Enfant de la balle, Rose-Marie Schneider est issue d'une longue lignée de comédiens allemands, monte sur les planches dès 15 ans, dans les années 50, afin de donner la réplique à sa mère. Sa frimousse, ses yeux d'un bleu grisé et grisant et sa spontanéité la voit personnifier une Sissi, l'impératrice d'Autriche, bien plus charmante encore que son modèle. La voilà star allemande à 17 ans.
Plutôt que de se laisser bercer par le 'yodlement' sous le balcon à géraniums, en 1958, elle part en France, sans connaître un mot de français, et tourne avec Pierre Gaspard-Huit "Christine", remake d'un film allemand de Max Ophüls, dans lequel jouait Magda, la mère de Romy. C'est elle qu choisit le jeune Alain Delon comme partenaire, lequel deviendra son compagnon. Avec lui, elle joue au théâtre "Dommage que ce soit une putain" de John Ford (le contemporain de Shakespeare, pas le réalisateur américain) sous les ordres de Luchino Visconti. L'un de ses maîtres dira-t-elle, avec Coco Chanel qui l'habille et la moule.
Romy Schneider prend des risques, tourne six films à Hollywood dont le procès avec Orson Welles, ou une loufoquerie avec Peter Sellers et Woody Allen entre autres, "What's New Pussy Cat?", assurant elle-même les doublages en allemand et français.
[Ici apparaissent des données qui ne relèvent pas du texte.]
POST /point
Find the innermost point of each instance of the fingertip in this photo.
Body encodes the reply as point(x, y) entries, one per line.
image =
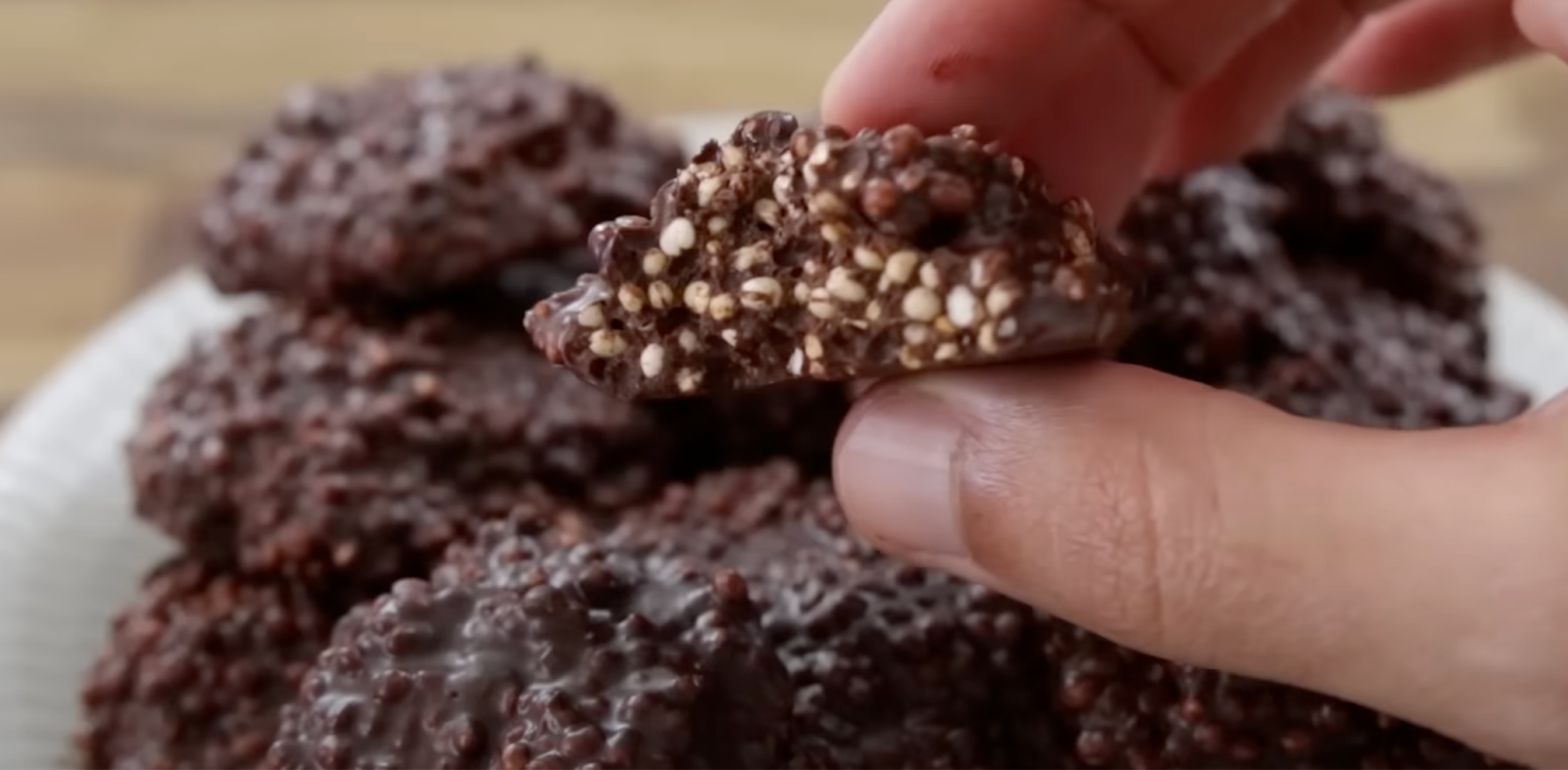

Elle ose tout, même les dernières expériences de Henri-Georges Clouzot avec "L'enfer", jamais terminé, le tyrannique metteur en scène étant victime d'une crise cardiaque pendant le tournage.
Les choses de sa vie
Tout ceci nous est raconté au travers d'affiches, de photographies rares de tournages, de robes, d'extraits, dont notamment l'érotissime tiré de "La piscine", de Jacques Deray, avec... Delon.
Lors des synchronisations du film aux studios de Boulogne, elle croise Claude Sautet, qu'elle subjugue. Un réalisateur avec qui elle tournera cinq films, dont le premier sera "Les choses de la vie". Avec lui, la relation de soutien et d'écoute est réciproque.
Romy, qui est splendide, se révèle également drôle, à voir le petit mot qu'elle laisse à son "Clo" (Claude) en s'excusant d'être partie "faire dodo" ; et de conclure: "Fa va come Za?" en imitant l'accent allemand.
Mais Romy la perfectionniste est aussi angoissée, jamais satisfaite, en éternel besoin de reconnaissance et d'amour ("elle n'est pas paisible", disait d'elle Michel Piccoli). Elle qui, dans ses dernières années, accepte des projets d'inconnus comme celui de Francis Girod, 29 ans à l'époque, qui signe "Le trio infernal".
Le symbole d'une femme de la deuxième moitié du 20e siècle, qui a débuté potiche mais s'est libérée à tout point de vue, a fait vaillamment des choix risqués ("Ludwig", projet insensé de Visconti). Une mère également, dévastée par la mort tragique de son jeune fils David, et décédée à 43 ans à peine (pour une carrière "vieille" déjà de près de 30 ans) d'un arrêt cardiaque, qui s'est sans doute laissée mourir...
Ceci alors que celle qui, bébé, se retrouva dans les bras de Hitler (d'où, à l'inverse, sa contribution à des films comme "Le train" ou "Le vieux fusil", et trois autres films sur le nazisme) envisageait, au travers du projet "Cocaïne", de se placer sous l'oeil de la caméra du provocateur anarchiste allemand Rainer Werner Fassbinder... De six ans son cadet, il décède en juin 1982, 12 jours après la disparition de Romy.